The first limitation is the accuracy of GPS. GPS typical accuracy is around 4 meters, but as anyone who uses GPS for driving knows, sometimes it is off more than that. That’s because there is a randomizer in the GPS signal so that it is not perfectly useful for military systems unless it is augmented in some way. (It used to be that GPS was even less accurate as there was an encrypted channel for the military and a non-encrypted channel for civilian use. But the encrypted channel was converted as the regular GPS signal because some applications, like GPS guidance of aircraft required assurances on accuracy greater than the commercial channel.)
The second limitation is that GPS maps are good on delineating roads and street addresses, and runways at airports but they don’t show where moveable equipment is located. For that you need another form of information, as from surveillance satellites or from local spies. Indeed, what the Russians are saying is that sophisticated locational information based on intelligence was integrated with standard GPS maps to enable the drones to hit high value targets, particularly parked fighter and transport aircraft. The Russians were able to verify this was the case because the information was embedded in the stored memory of the drones that were captured.
It is easy to see how a spy satellite could provide accurate overhead photographs that could easily be matched up to a GPS map. But even a survey of an airfield by humans outside the fence could be done with cheap laser rangefinders. You can buy a decent rangefinder with a 1 mile range for as little as a few hundred dollars.

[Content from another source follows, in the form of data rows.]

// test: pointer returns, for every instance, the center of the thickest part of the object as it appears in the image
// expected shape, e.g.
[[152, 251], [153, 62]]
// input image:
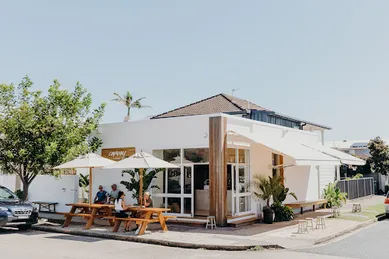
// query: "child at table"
[[147, 203], [120, 209]]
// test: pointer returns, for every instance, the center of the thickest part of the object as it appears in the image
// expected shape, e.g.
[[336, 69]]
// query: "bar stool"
[[309, 223], [335, 212], [320, 222], [302, 227], [211, 222]]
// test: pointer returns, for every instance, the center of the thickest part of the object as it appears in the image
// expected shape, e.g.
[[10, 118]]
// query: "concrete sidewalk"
[[226, 239], [277, 235]]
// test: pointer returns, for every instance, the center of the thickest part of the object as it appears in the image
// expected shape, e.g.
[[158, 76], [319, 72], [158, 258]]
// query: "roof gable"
[[220, 103]]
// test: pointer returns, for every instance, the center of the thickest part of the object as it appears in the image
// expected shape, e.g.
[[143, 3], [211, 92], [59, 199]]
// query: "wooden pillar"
[[218, 169], [282, 168]]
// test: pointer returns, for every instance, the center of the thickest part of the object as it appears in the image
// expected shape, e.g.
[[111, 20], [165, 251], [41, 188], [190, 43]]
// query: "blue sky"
[[323, 61]]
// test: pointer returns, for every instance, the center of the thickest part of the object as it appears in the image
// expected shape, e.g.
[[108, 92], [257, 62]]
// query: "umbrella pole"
[[90, 185], [140, 187]]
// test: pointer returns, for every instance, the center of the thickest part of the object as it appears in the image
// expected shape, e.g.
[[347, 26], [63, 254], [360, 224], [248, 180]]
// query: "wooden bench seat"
[[302, 204], [49, 207], [77, 215]]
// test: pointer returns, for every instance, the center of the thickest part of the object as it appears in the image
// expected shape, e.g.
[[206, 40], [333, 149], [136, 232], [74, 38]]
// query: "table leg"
[[144, 224], [69, 217], [117, 225], [108, 212], [91, 218], [162, 221]]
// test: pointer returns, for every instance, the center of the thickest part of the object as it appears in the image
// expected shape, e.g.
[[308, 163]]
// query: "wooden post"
[[90, 185], [282, 168], [218, 169], [140, 187]]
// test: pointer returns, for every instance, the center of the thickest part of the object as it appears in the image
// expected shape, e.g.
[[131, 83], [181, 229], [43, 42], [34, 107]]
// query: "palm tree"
[[128, 101], [267, 187]]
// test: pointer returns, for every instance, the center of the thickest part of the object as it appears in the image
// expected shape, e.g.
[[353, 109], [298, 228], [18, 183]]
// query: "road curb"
[[347, 231], [154, 241]]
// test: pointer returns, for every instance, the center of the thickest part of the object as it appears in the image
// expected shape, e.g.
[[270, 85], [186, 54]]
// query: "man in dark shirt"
[[101, 196]]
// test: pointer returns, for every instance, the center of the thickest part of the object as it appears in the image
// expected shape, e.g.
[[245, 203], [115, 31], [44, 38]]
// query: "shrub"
[[334, 196], [282, 213]]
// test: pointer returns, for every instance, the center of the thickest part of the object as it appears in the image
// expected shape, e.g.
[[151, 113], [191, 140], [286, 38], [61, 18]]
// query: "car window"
[[6, 194]]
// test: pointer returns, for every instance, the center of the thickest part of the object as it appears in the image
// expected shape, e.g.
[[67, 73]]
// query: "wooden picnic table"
[[46, 205], [89, 211], [146, 219]]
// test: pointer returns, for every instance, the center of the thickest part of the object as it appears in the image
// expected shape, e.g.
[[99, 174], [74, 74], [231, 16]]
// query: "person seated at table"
[[147, 203], [101, 196], [114, 194], [120, 210]]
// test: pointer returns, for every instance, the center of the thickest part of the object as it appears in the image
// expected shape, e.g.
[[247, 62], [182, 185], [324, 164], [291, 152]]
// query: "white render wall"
[[302, 180], [51, 189], [192, 132], [149, 135]]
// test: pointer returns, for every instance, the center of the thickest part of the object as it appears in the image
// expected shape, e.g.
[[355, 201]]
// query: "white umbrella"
[[90, 161], [141, 161]]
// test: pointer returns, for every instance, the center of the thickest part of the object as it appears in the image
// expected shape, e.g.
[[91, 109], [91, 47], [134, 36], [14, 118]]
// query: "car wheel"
[[24, 227]]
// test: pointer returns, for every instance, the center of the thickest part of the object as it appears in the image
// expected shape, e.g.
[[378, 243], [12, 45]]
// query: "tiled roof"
[[220, 103]]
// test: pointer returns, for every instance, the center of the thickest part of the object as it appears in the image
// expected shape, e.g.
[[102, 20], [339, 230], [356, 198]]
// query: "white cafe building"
[[220, 143]]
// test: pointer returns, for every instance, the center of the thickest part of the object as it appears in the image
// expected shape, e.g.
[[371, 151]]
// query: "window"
[[196, 155]]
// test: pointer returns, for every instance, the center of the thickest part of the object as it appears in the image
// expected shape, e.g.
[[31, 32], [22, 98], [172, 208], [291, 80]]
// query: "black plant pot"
[[268, 215]]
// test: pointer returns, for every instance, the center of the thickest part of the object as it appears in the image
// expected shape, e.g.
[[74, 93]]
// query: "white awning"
[[344, 158], [301, 154]]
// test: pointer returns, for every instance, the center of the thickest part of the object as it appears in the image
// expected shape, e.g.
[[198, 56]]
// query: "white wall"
[[48, 188], [149, 135], [146, 135], [8, 181]]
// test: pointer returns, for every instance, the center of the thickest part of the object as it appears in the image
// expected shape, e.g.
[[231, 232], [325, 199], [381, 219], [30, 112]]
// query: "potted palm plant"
[[263, 189]]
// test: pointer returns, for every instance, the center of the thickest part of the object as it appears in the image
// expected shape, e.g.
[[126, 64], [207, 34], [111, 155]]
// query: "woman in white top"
[[121, 208]]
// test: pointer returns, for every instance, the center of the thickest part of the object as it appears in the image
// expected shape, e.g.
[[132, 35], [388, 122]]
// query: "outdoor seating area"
[[141, 215]]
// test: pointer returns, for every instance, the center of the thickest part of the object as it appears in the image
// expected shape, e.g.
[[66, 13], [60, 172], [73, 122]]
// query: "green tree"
[[128, 101], [379, 152], [41, 131]]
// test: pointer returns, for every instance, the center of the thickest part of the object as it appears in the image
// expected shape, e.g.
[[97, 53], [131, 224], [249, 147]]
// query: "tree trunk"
[[128, 113], [25, 190]]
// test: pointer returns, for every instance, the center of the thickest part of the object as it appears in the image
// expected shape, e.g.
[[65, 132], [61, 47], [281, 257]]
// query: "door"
[[241, 196], [177, 193]]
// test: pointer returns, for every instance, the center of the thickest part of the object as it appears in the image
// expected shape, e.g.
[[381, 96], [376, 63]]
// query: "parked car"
[[14, 212], [387, 205]]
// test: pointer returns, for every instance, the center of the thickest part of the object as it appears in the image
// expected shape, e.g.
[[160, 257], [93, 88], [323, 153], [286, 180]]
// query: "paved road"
[[371, 242], [40, 245]]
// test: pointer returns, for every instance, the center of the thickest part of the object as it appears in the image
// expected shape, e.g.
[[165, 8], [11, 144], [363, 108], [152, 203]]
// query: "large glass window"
[[172, 155], [196, 155], [174, 180], [231, 155]]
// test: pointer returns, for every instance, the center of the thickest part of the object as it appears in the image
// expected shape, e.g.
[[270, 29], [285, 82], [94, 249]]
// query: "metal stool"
[[302, 227], [309, 223], [357, 207], [320, 222], [335, 212], [211, 222]]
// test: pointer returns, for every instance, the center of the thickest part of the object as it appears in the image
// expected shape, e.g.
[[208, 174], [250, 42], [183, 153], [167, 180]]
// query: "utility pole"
[[233, 90]]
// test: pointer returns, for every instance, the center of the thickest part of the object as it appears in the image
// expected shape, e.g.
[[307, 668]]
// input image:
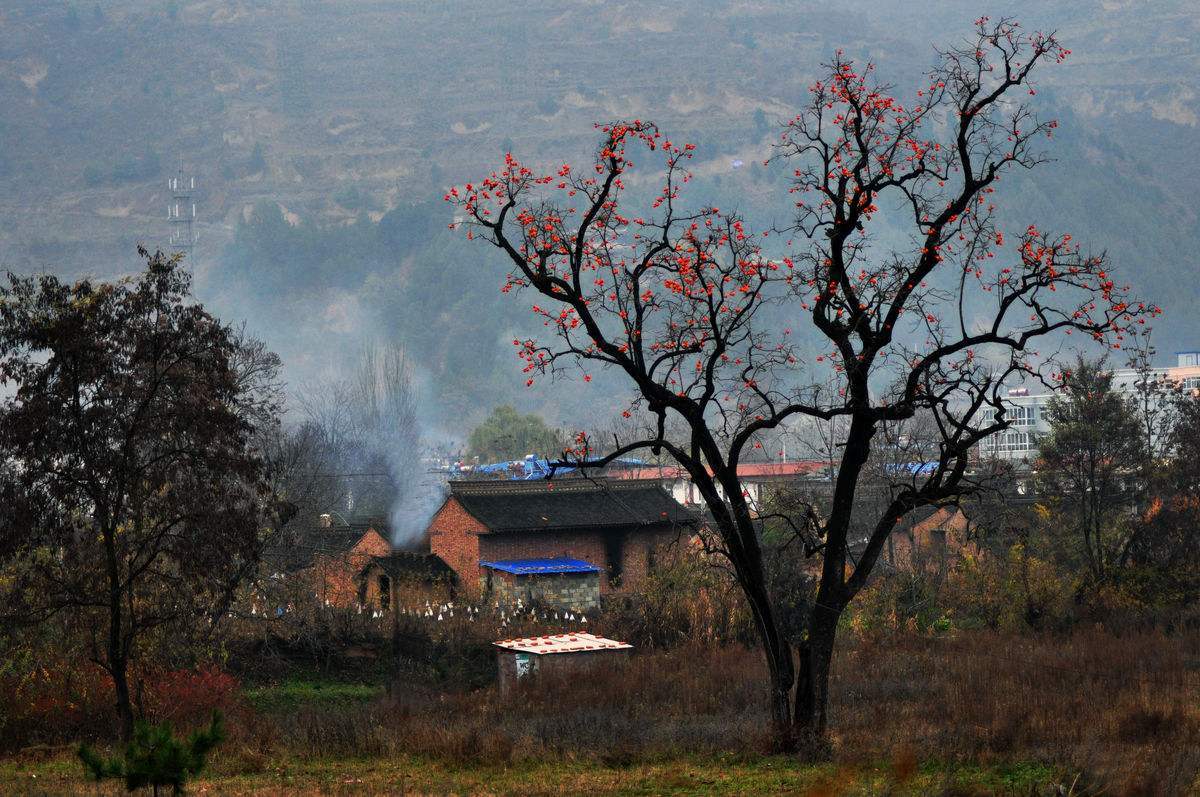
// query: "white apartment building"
[[1027, 411]]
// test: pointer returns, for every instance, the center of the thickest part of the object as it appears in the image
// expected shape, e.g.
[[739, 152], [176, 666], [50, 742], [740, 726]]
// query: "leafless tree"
[[683, 303]]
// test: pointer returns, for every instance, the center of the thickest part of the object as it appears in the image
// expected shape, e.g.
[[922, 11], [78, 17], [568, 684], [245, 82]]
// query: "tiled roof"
[[745, 471], [297, 549], [577, 642], [569, 503], [538, 567]]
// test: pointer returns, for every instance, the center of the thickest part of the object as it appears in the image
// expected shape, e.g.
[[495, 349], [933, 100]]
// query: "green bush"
[[155, 757]]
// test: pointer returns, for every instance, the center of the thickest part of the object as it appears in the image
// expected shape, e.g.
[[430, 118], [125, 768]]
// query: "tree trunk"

We probably will never know which means was used for the targeting of Hemeimeem and Tartus because the Russians bombed the warehouse and wrecked it and killed the guys who may have been responsible. It would have been much smarter had they captured the drone team and gathered the intelligence they needed.
As the Russians most certainly know, the spread of easy-to-build drones and how to program them is now in the hands of terrorists. Almost anyone can glue and tape together a drone. The GPS and radios to control it are on the open market and easy to get. The drone engines were expropriated from small lawn mowers or weed whackers and there are tens of thousands of them around. Such drones are hard to detect on radar and difficult to shoot down. Every counterintelligence organization in the world is going to have its hands full trying to stop the drone terrorists before they strike.
Similarly there is nothing hard about building even stronger drones that can carry larger weapons.
Many years ago when I was in the Pentagon the head of Naval Intelligence approached my office and asked what we could do about small manned aircraft being sent to Syria. He was worried that such aircraft could carry as much as a 500lb bomb and strike our ships operating off the coasts of Lebanon and Syria. Luckily, we were able to be of some help because the aircraft were made in California and the company was persuaded that even though the planes were not then export controlled, we did not want them going to Syria.
Things are even more difficult now. Most of the parts needed for making a drone (especially the engines and electronics) come from China, not the USA. And the PETN filled bomblets are easy to make so long as the arms black market is thriving.
In the short term where we could best work with the Russians and other countries is to shut down the global arms bazaar that functions brazenly in Syria and elsewhere.